Govt must preserve water retention zones

Updated at 12:06am on September 09, 2018

IT IS alarming that water retention zones around the capital are shrinking fast, because of land grab and unplanned construction, resulting in prolonged water stagnation and environmental hazards. The Flood Action Plan and the Detailed Area Plan of the capital city identified 5,523 acres of water retention areas, 20,093 acres of canals and rivers, and 74,598 acres of flood flow zones for preservation. But the harsh reality is that almost two-thirds of the areas have already been grabbed by powerful groups and various government agencies. Reportedly, according to a Bangladesh Institute of Planners estimate, more than 2,000 acres of flood flow zones disappear every year. A study done in 2017 by Rajdhani Unnayan Kartripakkha says that barely 1,744 acres of water retention areas around the capital exists now. The Institute of Water and Environment chair says that the disappearance of water retention areas could cause flash floods, besides increasing the duration of water stagnation. In a word, the capital is headed for serious environmental and public health crisis.
This all brings to the fore the government’s apathy and indifference to the capital city and its attachment of importance to the mercenary interests of realtors and land grabbers. Urban planners expressed their consternation that this would turn the city into a veritable jungle of concrete. Now the natural catchment areas have been filled up to make room for buildings; the minimum breathing space required for the people has been stamped out. The most objectionable part of the story is that the power of money, of a section of realtors, and greed, of some of the officials, have colluded to transform what was once a placid, idyllic metropolis into nearly an unliveable place. That is why after every light shower, life in the capital comes to a grinding halt. What raises grave concern is that in the absence of an effective monitoring on part of the authorities concerned, a number of companies have developed housing projects endangering the city environment in violation of relevant rules and regulations over the years, which have preyed on innocent clients leading them eventually to ruination.

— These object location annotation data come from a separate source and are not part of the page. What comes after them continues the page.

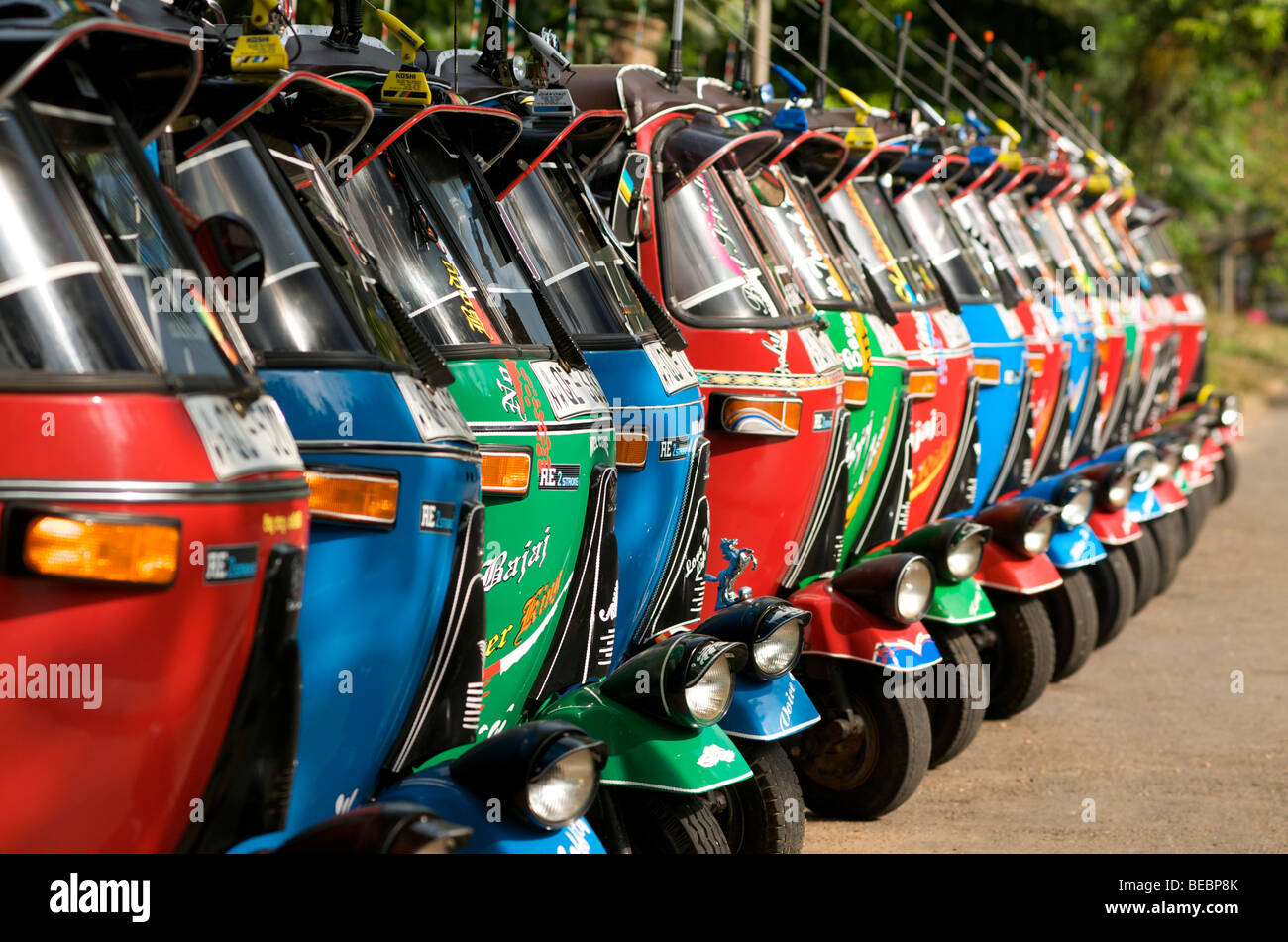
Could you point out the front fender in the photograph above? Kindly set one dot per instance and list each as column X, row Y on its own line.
column 496, row 830
column 647, row 753
column 960, row 602
column 1115, row 528
column 768, row 709
column 1076, row 547
column 1012, row 572
column 845, row 629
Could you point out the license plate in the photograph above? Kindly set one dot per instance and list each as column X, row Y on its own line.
column 244, row 444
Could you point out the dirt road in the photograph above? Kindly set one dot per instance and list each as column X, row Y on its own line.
column 1149, row 730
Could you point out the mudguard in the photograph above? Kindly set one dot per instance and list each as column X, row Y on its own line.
column 845, row 629
column 647, row 753
column 1012, row 572
column 960, row 602
column 768, row 709
column 1113, row 528
column 494, row 830
column 1144, row 504
column 1170, row 497
column 1074, row 547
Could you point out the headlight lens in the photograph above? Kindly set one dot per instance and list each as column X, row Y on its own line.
column 1077, row 508
column 774, row 655
column 707, row 697
column 913, row 589
column 565, row 789
column 964, row 559
column 1037, row 538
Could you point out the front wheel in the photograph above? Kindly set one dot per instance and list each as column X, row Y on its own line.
column 1074, row 619
column 1019, row 648
column 1146, row 567
column 764, row 813
column 956, row 719
column 1116, row 593
column 1231, row 469
column 871, row 749
column 1168, row 532
column 664, row 822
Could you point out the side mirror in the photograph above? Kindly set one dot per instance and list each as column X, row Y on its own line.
column 625, row 215
column 230, row 248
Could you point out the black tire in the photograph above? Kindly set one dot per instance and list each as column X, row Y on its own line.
column 1232, row 472
column 1168, row 533
column 1021, row 654
column 1076, row 622
column 767, row 812
column 866, row 774
column 1145, row 567
column 1115, row 587
column 1196, row 514
column 664, row 822
column 953, row 722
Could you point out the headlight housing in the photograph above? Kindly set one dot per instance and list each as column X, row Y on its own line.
column 686, row 680
column 548, row 773
column 1115, row 481
column 771, row 628
column 954, row 546
column 1076, row 499
column 1024, row 524
column 900, row 585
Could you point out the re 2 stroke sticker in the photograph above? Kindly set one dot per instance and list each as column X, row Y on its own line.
column 559, row 477
column 437, row 516
column 673, row 450
column 231, row 563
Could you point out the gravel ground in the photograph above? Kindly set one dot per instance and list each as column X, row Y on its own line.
column 1149, row 728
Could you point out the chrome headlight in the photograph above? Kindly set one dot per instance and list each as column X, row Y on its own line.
column 913, row 590
column 1231, row 409
column 954, row 546
column 686, row 680
column 773, row 629
column 1024, row 524
column 1037, row 538
column 1076, row 501
column 900, row 585
column 548, row 773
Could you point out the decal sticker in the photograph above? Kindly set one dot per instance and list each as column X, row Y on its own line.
column 231, row 563
column 713, row 754
column 437, row 516
column 502, row 568
column 559, row 477
column 572, row 392
column 673, row 450
column 673, row 366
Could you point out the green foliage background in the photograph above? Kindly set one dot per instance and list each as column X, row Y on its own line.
column 1186, row 86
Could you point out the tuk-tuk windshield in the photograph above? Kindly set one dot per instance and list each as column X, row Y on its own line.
column 1018, row 238
column 712, row 267
column 936, row 232
column 417, row 263
column 55, row 315
column 297, row 309
column 809, row 261
column 160, row 274
column 572, row 257
column 493, row 257
column 850, row 209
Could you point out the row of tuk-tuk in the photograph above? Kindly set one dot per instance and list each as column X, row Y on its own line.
column 816, row 434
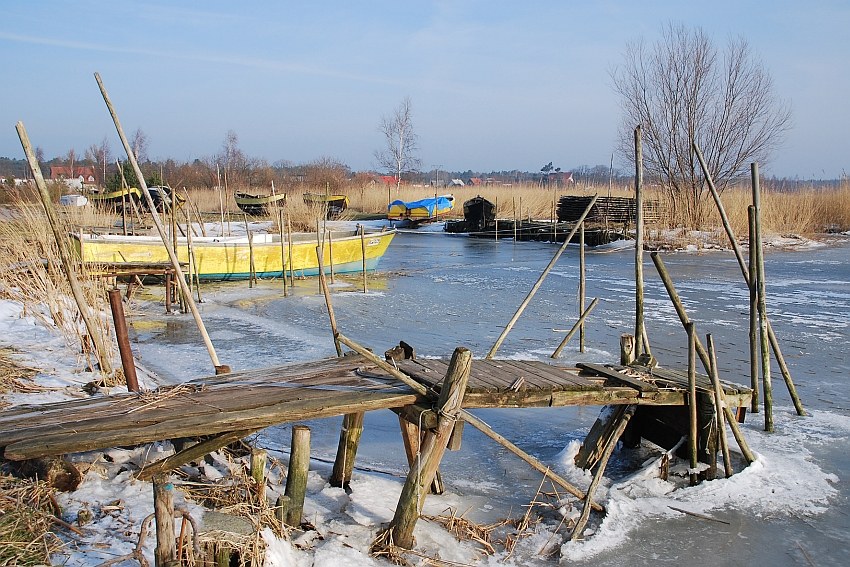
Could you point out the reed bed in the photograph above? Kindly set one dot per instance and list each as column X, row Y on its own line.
column 27, row 515
column 31, row 273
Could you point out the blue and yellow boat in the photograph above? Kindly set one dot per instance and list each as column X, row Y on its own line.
column 422, row 210
column 229, row 258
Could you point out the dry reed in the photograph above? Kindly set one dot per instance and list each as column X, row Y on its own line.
column 31, row 273
column 27, row 511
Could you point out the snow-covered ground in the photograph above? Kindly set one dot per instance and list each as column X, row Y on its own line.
column 784, row 480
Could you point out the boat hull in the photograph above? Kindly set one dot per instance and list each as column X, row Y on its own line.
column 230, row 258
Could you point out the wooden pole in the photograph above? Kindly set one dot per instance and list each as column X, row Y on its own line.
column 693, row 420
column 349, row 440
column 467, row 417
column 597, row 477
column 496, row 219
column 327, row 293
column 363, row 254
column 289, row 244
column 578, row 324
column 640, row 332
column 193, row 265
column 754, row 314
column 762, row 309
column 774, row 342
column 65, row 255
column 296, row 479
column 331, row 254
column 434, row 445
column 582, row 286
column 411, row 436
column 680, row 309
column 627, row 349
column 718, row 407
column 178, row 272
column 163, row 507
column 282, row 252
column 258, row 472
column 539, row 282
column 123, row 339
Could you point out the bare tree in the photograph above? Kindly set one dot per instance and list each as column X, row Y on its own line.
column 101, row 155
column 681, row 90
column 71, row 157
column 233, row 161
column 139, row 144
column 398, row 156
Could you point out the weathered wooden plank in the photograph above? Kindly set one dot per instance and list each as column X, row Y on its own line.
column 640, row 385
column 518, row 370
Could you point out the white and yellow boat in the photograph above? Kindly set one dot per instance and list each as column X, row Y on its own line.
column 229, row 258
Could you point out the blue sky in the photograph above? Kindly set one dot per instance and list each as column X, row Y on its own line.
column 494, row 85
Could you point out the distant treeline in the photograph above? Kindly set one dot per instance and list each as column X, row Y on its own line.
column 333, row 174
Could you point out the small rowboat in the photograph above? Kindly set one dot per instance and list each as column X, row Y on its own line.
column 255, row 205
column 229, row 258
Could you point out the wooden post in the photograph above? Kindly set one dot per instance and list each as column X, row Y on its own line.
column 282, row 252
column 496, row 219
column 163, row 507
column 363, row 252
column 123, row 339
column 89, row 318
column 639, row 319
column 296, row 478
column 582, row 287
column 693, row 433
column 578, row 325
column 349, row 440
column 252, row 275
column 323, row 284
column 627, row 349
column 539, row 282
column 411, row 436
column 331, row 254
column 258, row 472
column 762, row 305
column 754, row 320
column 680, row 309
column 422, row 472
column 718, row 407
column 603, row 461
column 289, row 244
column 748, row 277
column 219, row 368
column 193, row 265
column 169, row 277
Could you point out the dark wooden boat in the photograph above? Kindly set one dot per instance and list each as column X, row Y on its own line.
column 256, row 205
column 335, row 203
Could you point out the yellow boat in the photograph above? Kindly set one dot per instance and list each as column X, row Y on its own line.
column 228, row 258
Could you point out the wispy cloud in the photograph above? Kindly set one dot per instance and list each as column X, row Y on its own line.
column 251, row 62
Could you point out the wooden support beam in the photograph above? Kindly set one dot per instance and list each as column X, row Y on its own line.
column 411, row 435
column 424, row 468
column 163, row 507
column 296, row 478
column 620, row 426
column 349, row 440
column 192, row 453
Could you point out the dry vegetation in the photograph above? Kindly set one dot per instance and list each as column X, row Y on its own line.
column 27, row 514
column 31, row 272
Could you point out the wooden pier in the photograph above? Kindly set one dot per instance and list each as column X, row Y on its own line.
column 256, row 399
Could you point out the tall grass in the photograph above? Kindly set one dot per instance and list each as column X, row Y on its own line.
column 31, row 274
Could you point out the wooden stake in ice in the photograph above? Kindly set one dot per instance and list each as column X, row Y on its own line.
column 178, row 272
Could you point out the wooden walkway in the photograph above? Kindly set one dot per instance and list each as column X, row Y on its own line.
column 256, row 399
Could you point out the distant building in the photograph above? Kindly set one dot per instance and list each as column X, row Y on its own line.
column 74, row 177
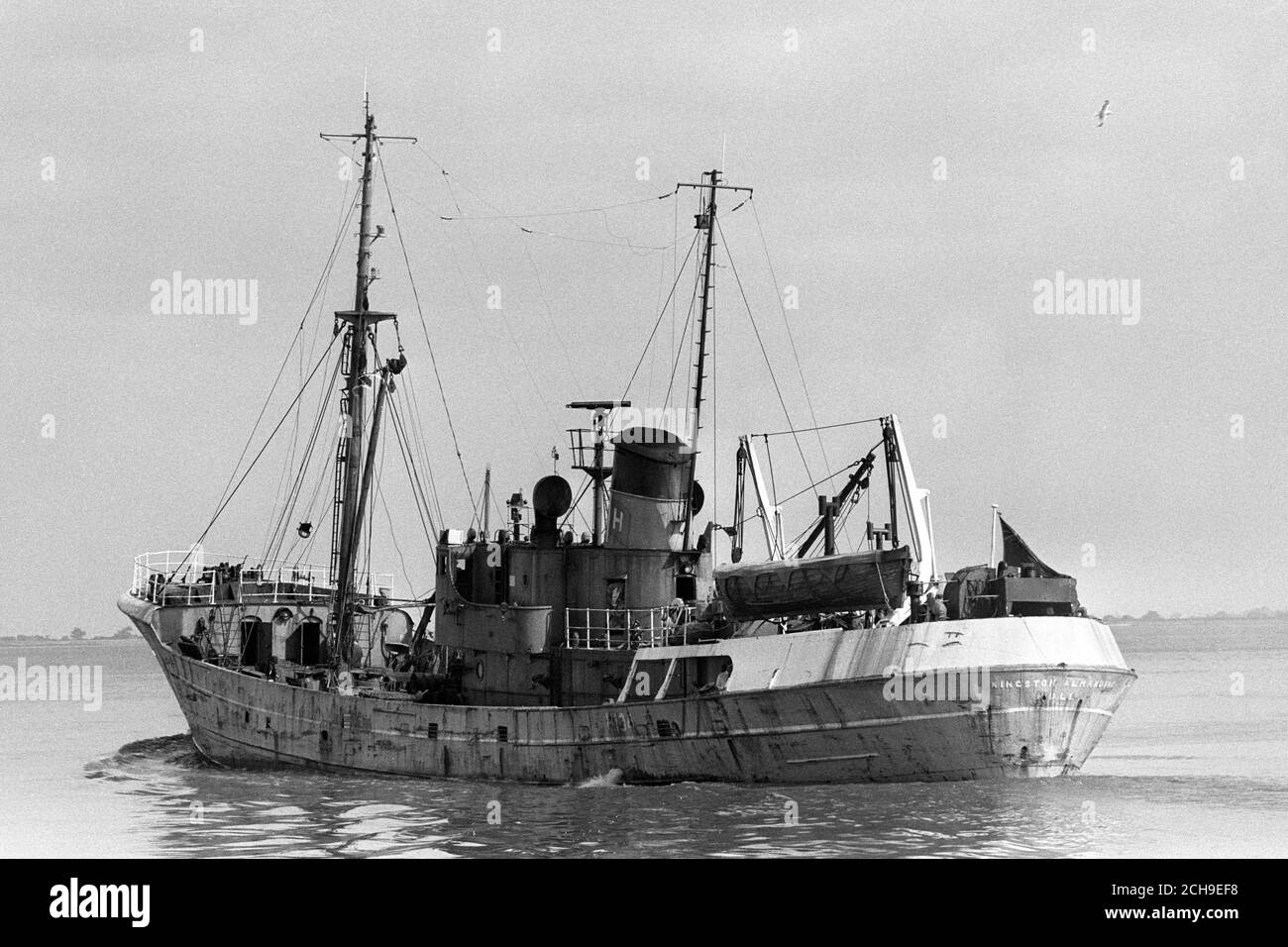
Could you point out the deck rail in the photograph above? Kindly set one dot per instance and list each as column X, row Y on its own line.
column 623, row 628
column 181, row 577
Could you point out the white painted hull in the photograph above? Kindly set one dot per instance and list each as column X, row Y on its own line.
column 822, row 715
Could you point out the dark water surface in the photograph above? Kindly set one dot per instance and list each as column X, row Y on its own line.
column 1188, row 767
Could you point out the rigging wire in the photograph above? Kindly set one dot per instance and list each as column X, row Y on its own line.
column 825, row 427
column 252, row 467
column 763, row 351
column 511, row 218
column 658, row 322
column 424, row 326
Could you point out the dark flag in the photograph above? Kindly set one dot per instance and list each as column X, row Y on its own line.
column 1017, row 552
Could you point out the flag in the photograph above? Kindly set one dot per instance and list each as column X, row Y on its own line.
column 1016, row 552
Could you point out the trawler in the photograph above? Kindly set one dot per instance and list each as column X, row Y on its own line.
column 545, row 656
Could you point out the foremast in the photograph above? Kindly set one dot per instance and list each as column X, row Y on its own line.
column 704, row 221
column 352, row 474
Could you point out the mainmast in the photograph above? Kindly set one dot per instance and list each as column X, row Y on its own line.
column 353, row 476
column 704, row 221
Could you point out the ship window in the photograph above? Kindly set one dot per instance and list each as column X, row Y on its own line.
column 304, row 644
column 687, row 587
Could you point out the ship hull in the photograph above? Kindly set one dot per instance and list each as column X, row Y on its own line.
column 1035, row 720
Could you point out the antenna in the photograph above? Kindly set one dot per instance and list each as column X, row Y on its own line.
column 992, row 538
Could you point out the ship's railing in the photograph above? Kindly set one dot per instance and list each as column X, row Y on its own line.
column 179, row 577
column 623, row 628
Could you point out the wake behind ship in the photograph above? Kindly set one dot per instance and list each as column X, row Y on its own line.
column 545, row 656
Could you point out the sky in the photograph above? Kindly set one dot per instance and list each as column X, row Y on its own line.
column 918, row 170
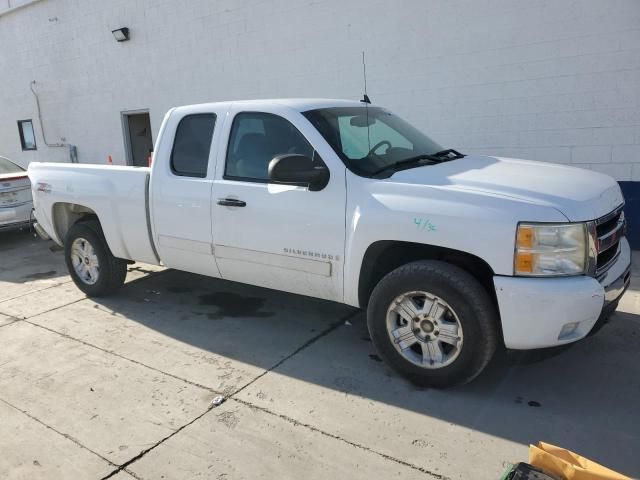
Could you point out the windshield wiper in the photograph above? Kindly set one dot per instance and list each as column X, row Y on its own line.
column 449, row 154
column 419, row 160
column 416, row 161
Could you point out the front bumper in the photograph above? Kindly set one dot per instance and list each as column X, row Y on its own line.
column 536, row 312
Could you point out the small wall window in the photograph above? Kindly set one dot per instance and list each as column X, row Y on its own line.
column 191, row 145
column 27, row 135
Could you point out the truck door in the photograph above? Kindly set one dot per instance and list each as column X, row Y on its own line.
column 277, row 236
column 180, row 189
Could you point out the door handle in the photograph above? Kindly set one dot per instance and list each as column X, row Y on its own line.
column 231, row 202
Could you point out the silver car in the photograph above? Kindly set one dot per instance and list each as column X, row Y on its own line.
column 16, row 202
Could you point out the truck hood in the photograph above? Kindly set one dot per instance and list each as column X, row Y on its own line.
column 578, row 194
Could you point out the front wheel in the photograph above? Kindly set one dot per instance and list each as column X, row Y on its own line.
column 433, row 323
column 91, row 264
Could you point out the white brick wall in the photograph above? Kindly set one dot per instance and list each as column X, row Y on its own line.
column 552, row 80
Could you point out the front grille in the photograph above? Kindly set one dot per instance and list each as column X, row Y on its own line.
column 608, row 232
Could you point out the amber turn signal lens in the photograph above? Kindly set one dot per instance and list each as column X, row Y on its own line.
column 524, row 262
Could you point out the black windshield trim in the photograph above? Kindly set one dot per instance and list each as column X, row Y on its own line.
column 331, row 136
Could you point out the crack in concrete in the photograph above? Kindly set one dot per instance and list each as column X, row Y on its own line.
column 116, row 354
column 311, row 341
column 65, row 435
column 34, row 291
column 322, row 334
column 147, row 450
column 298, row 423
column 9, row 317
column 123, row 467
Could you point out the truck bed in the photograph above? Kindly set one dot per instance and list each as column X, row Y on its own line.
column 118, row 195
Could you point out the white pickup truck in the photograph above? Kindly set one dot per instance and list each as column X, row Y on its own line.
column 451, row 254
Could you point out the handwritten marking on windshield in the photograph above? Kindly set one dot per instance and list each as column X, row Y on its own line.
column 423, row 225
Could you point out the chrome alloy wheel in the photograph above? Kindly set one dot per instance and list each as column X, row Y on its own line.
column 424, row 329
column 85, row 261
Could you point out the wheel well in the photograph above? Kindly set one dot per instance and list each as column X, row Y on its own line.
column 67, row 214
column 384, row 256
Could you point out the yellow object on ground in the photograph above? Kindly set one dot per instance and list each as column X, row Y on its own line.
column 567, row 465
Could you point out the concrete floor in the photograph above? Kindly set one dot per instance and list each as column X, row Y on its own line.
column 122, row 387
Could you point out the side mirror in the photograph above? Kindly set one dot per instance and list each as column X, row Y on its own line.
column 300, row 170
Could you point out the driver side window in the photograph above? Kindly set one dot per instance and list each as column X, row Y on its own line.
column 256, row 138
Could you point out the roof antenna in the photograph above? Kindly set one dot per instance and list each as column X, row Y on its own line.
column 365, row 98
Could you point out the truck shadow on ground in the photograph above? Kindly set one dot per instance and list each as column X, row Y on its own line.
column 583, row 398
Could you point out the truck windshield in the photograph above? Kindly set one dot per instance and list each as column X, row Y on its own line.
column 371, row 140
column 7, row 166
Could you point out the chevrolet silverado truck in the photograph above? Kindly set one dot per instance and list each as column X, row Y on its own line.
column 451, row 255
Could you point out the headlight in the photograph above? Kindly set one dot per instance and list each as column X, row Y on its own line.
column 550, row 249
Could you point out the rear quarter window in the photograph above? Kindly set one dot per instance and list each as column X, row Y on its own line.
column 192, row 144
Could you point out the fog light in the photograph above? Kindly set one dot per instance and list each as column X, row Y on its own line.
column 568, row 329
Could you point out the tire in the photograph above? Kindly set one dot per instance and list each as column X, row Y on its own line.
column 448, row 331
column 99, row 272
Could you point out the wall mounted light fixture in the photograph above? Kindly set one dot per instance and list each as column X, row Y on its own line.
column 121, row 34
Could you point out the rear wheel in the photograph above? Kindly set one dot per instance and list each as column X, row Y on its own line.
column 91, row 264
column 433, row 323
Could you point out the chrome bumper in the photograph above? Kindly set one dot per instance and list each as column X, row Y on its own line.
column 616, row 289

The government needs to realise that it would be of no use to advantage and benefit any vested interests at the expense of the liveability of a city already home to about 16 million people. The incumbents also need to realise that it is only because of such unplanned urbanisation, including land development of flood flow zones, that rain water cannot recede easily straining life in the city. While it necessitates the formulation and implementation of plans to restore the water retention areas for ending its water stagnation problem, the government needs to enforce the Private Housing Project Land Development Rules 2004 stringently to address the woes of the city dwellers.